Try to stay legal. In Hungary we were stopped by a policeman who pointed out a random 30kph limit sign at some abandoned roadworks. He indicated that he thought we were speeding. If I gave him the equivalent of around £5 he would be happy. We each spoke around 6 words of German, but not the same ones, so having seen how low the stakes were, I just played dumb and showed him all our documents. In the end he ran out of ideas, and wished us a good holiday.
Take opportunities to keep water tanks full and waste tanks (black and grey) empty, and make sure you have a belt-and-braces solution for gas. Be sensible and considerate, and take reasonable but not obsessive security precautions.

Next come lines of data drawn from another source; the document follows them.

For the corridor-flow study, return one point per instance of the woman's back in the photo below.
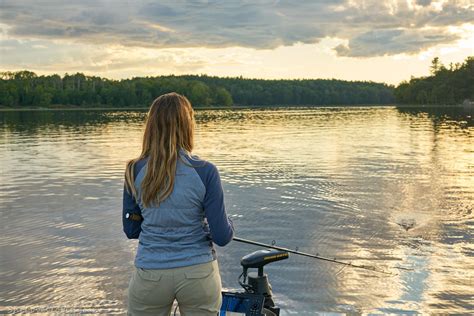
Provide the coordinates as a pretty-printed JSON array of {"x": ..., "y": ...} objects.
[
  {"x": 176, "y": 232},
  {"x": 174, "y": 204}
]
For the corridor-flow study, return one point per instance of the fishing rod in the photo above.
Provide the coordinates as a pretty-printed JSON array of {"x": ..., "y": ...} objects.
[{"x": 316, "y": 256}]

Talk to others you meet on your travels – they’ll give you ideas on places to go and sights to see. Nowadays Google is invaluable. I often browse at lunch time and in the evening to learn about our location, and what is of interest in the area. A couple of years ago that led us to a fascinating tour of Canadian WW1 trenches. Lunch and tea time stops are good for selecting the destination for the night, once you have some idea of how travel for the day will go. Google, paper maps and perhaps the France Passion Guide will provide the coordinates for the GPS, but if something interesting comes up before your destination, be flexible.
Above all, enjoy and don’t worry – it will be OK.